From the Bergan pick -up we yomped through the night and morning hours until we reached the beacon of hope to every recruit, the coach.  Following a bit of downtime and much needed scran we boarded the warm coach for a few hours rest.  Little did we know the coach journey was a trip to the beginning of yet another yomp, this time it was to be longer.  This time we had the privilege of daylight and good visibility as we moved across Dartmoor.  The weather was perfect throughout the exercise and this yomp was a prime example.  Windy, cold but dry, perfect for keeping us cool and dry whilst the engines are at full throttle.  We stopped in the early evening at what was to be our troop harbour.  We occupied this position whilst we regenerated and prepared for an attack on our enemy in a nearby farm.  By first light we were moving into position to take over the farm and occupy it from further enemy possession.  There is no rest for the wicked and after planning our route to the next enemy position we were off before we knew it.

Another yomp followed.  Luckily it was mostly downhill, towards separate positions depending on which section we were part of.  We all set up an OP to watch and observe the enemy routines in order to plan the best form of attack.  Upon discussion with HQ it was decided the ambush will take place from our OP position at first light.  The ambush was a success and before we gave the enemy a chance to close on our position we were off again.  Another long yomp awaited us this time, but we were happy with the warm grub in us.  The next harbour position again allowed a regeneration of morale and scran whilst forging the next plan of attack.  The clearing of an enemy woodblock proceeded.

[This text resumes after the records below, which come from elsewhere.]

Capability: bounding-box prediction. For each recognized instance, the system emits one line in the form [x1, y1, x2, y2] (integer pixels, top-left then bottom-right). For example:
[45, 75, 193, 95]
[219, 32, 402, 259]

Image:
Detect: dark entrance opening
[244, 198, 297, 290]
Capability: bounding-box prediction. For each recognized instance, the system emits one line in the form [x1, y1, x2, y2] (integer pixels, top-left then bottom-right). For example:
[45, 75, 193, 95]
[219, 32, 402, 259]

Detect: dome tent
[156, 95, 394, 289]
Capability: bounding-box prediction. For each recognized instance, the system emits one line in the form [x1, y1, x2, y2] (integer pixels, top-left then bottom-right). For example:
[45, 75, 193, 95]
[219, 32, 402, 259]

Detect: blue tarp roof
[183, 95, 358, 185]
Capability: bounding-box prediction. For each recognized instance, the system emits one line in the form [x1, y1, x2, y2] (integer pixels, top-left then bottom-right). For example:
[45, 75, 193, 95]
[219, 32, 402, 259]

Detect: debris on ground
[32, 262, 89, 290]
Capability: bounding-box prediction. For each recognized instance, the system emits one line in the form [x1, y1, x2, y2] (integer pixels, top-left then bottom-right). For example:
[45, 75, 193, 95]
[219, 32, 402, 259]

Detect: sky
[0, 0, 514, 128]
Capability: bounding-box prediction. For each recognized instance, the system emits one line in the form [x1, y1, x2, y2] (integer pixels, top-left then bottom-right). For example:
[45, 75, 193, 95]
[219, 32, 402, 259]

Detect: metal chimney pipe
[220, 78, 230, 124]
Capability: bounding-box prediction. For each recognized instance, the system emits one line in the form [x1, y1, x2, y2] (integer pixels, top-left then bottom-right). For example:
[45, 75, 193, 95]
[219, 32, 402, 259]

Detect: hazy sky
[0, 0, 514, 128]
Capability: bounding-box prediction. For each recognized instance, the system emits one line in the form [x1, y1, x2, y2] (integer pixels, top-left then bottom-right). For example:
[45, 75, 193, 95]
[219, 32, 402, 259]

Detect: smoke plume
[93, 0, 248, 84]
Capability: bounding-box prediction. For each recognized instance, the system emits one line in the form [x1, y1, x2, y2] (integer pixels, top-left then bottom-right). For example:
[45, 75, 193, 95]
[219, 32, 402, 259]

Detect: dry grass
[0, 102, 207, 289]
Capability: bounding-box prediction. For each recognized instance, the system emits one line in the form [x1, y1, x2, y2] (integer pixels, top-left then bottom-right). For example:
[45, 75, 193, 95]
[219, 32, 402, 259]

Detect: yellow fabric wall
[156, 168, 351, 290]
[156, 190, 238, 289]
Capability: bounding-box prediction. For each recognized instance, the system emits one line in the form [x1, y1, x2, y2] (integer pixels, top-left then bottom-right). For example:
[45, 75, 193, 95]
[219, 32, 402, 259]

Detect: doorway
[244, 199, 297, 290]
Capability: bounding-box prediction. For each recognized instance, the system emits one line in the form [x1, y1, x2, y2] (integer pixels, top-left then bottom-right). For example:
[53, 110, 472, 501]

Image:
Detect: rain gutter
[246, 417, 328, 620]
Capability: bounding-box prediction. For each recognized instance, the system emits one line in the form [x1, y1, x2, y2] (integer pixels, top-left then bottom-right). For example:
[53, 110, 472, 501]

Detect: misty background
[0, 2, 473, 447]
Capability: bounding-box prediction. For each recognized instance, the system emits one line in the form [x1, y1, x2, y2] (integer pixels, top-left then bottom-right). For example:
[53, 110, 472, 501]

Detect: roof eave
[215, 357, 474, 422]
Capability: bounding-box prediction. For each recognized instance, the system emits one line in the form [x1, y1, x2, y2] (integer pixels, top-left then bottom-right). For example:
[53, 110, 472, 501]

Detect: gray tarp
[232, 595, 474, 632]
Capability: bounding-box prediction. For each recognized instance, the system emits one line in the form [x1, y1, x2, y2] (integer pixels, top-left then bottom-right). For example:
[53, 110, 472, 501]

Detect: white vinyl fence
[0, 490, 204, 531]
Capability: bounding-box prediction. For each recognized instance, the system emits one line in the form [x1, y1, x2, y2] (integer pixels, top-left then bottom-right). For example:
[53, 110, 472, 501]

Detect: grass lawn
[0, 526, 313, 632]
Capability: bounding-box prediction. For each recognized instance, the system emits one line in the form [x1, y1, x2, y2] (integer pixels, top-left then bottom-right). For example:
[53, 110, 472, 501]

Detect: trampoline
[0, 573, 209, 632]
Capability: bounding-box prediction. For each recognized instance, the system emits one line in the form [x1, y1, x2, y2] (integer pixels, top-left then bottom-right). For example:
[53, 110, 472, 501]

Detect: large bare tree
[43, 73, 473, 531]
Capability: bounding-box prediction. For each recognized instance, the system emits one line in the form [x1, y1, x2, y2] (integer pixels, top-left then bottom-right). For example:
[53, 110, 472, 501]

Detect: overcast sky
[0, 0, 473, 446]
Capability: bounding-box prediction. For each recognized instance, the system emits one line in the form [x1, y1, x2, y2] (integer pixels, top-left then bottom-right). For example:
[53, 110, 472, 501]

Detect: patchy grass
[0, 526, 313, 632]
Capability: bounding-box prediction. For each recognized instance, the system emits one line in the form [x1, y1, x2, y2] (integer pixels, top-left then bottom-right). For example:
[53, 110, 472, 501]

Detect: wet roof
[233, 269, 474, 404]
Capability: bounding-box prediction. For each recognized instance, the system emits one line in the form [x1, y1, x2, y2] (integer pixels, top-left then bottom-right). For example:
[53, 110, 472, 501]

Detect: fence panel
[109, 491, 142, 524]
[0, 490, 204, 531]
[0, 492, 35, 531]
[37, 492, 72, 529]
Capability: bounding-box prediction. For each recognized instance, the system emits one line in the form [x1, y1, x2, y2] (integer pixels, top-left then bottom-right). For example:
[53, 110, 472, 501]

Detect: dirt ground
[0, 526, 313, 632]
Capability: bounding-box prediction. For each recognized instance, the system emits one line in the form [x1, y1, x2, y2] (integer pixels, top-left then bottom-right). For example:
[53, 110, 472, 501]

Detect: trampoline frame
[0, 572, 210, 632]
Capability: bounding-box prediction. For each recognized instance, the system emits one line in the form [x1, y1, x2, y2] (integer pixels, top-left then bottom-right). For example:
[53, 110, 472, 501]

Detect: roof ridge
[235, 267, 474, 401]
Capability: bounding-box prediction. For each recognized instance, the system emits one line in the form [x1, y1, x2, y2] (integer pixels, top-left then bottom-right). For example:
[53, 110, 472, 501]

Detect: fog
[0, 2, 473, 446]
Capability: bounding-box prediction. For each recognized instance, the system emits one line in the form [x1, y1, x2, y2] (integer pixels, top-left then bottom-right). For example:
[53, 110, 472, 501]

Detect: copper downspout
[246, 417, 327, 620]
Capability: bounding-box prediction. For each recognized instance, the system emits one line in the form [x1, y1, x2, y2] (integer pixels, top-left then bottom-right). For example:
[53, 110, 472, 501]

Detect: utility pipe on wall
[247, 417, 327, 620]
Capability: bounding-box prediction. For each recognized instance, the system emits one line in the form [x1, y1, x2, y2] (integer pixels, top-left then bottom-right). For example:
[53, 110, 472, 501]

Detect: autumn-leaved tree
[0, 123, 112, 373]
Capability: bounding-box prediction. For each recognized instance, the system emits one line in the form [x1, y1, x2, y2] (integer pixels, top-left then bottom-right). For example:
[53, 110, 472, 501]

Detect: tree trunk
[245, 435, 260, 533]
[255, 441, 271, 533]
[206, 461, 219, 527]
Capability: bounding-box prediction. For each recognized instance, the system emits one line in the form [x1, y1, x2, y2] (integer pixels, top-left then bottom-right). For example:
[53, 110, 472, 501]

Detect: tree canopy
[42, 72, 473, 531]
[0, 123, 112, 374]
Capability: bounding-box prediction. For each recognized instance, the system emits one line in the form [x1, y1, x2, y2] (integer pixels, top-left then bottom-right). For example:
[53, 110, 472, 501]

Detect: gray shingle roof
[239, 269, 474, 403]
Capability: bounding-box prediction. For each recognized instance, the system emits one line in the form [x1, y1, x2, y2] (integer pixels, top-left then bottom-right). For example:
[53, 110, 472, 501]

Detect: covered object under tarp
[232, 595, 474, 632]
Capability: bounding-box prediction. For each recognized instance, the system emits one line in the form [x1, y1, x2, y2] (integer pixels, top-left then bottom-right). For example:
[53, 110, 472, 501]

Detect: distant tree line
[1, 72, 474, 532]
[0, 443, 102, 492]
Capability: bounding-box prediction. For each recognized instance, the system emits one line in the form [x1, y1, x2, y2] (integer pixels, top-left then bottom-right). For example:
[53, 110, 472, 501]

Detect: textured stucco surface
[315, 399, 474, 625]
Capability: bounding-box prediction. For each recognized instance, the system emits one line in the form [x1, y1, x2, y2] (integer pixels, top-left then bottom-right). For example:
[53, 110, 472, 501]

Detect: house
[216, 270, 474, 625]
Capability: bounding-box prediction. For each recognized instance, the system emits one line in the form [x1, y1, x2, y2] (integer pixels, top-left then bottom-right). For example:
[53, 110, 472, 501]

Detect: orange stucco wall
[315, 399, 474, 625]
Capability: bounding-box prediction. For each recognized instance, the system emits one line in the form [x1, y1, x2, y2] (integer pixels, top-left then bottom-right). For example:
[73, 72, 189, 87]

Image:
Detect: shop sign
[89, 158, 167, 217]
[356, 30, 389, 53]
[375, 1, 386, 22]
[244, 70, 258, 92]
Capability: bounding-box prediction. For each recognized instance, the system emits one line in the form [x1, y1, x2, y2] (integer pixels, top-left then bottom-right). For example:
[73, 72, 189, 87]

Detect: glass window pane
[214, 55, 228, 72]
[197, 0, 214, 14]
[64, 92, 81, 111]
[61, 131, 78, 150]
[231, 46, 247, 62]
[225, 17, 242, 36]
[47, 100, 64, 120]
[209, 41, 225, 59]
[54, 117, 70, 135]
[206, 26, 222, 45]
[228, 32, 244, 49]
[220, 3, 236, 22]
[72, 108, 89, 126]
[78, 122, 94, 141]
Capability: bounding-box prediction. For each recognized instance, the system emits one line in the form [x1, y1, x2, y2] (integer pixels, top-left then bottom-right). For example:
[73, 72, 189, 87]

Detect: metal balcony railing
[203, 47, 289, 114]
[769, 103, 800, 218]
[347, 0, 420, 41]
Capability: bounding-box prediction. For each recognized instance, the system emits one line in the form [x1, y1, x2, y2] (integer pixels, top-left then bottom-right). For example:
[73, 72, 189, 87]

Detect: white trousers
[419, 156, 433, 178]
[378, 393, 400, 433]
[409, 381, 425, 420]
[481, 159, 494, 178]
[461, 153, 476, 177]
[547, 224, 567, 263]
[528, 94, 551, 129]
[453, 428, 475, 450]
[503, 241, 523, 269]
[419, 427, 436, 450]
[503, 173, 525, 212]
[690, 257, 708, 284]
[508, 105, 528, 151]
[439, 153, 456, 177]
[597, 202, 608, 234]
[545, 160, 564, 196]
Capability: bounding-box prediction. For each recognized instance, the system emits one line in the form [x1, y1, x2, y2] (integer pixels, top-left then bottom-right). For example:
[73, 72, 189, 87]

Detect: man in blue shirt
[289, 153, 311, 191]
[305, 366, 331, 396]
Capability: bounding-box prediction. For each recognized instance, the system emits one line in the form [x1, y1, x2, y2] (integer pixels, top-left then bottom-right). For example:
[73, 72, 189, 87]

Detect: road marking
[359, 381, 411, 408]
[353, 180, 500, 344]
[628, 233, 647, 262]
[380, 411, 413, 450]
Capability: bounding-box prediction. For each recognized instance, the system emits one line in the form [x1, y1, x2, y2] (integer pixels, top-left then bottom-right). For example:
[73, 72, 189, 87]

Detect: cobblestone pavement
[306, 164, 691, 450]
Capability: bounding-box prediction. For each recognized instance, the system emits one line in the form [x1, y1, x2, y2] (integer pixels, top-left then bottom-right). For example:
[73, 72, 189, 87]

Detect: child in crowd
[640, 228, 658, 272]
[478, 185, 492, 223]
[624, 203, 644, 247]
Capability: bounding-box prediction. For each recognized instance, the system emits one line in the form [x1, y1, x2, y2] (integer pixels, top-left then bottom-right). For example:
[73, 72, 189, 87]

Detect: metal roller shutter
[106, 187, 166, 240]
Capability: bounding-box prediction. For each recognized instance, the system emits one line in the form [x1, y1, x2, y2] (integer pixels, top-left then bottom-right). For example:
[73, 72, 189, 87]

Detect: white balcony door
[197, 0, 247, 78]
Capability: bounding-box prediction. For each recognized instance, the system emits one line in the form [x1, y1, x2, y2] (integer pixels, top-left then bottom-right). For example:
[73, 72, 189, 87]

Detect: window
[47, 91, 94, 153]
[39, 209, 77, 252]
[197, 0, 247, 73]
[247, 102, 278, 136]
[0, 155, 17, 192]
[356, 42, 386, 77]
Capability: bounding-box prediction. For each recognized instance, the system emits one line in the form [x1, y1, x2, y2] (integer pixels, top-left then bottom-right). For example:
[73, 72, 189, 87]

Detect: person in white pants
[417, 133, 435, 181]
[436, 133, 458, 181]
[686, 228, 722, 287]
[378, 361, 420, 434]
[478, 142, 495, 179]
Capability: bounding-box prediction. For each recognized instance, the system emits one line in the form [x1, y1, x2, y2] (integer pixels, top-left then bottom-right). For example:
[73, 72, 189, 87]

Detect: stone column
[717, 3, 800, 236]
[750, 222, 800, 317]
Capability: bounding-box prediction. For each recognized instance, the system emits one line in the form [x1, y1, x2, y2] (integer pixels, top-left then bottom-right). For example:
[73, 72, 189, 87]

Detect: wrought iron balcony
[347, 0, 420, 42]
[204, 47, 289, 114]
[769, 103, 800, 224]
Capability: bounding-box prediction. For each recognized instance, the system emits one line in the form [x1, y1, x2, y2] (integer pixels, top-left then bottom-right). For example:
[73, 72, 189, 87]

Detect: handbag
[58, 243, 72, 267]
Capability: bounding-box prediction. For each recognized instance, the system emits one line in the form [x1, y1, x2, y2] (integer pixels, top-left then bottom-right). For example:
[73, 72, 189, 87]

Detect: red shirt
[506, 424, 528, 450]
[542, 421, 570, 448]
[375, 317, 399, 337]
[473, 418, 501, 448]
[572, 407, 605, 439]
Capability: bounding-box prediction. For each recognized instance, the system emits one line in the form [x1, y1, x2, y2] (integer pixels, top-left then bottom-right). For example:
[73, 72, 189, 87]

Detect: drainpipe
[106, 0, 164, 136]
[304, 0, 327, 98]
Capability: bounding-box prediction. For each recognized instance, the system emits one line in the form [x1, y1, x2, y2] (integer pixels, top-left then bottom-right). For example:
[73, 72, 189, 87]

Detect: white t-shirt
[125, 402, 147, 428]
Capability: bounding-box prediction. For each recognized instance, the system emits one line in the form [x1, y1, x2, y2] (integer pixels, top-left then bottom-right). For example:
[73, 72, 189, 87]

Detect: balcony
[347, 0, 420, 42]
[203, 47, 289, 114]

Into a troop lorry we went and with no idea of bearing or direction we were on our way again.  After a short sleep we found ourselves in Plymouth ready to embark onto a Royal Fleet Auxiliary (RFA) Ship.  This was an unexpected surprise and one which I can personally say was greatly appreciated having pretty much run out of gas.  The following 24 hours was a chance to get some shut eye and prepare for our final attack upon an enemy stronghold.  The final attack was a success and after a short yomp back to the road we were met yet again by the most rewarding sight, our coach.  Within minutes there was silence as every man got his head down to a much needed rest.

We found this week to be a good test of many of the lads’ characters, to which some proved themselves to be good potential Marines and others to give up when the going got tough.  We were lucky to pass with a decent number having only lost a few to injury.  The final exercise is out the way and we now have the tests to look forward to in our final push in training.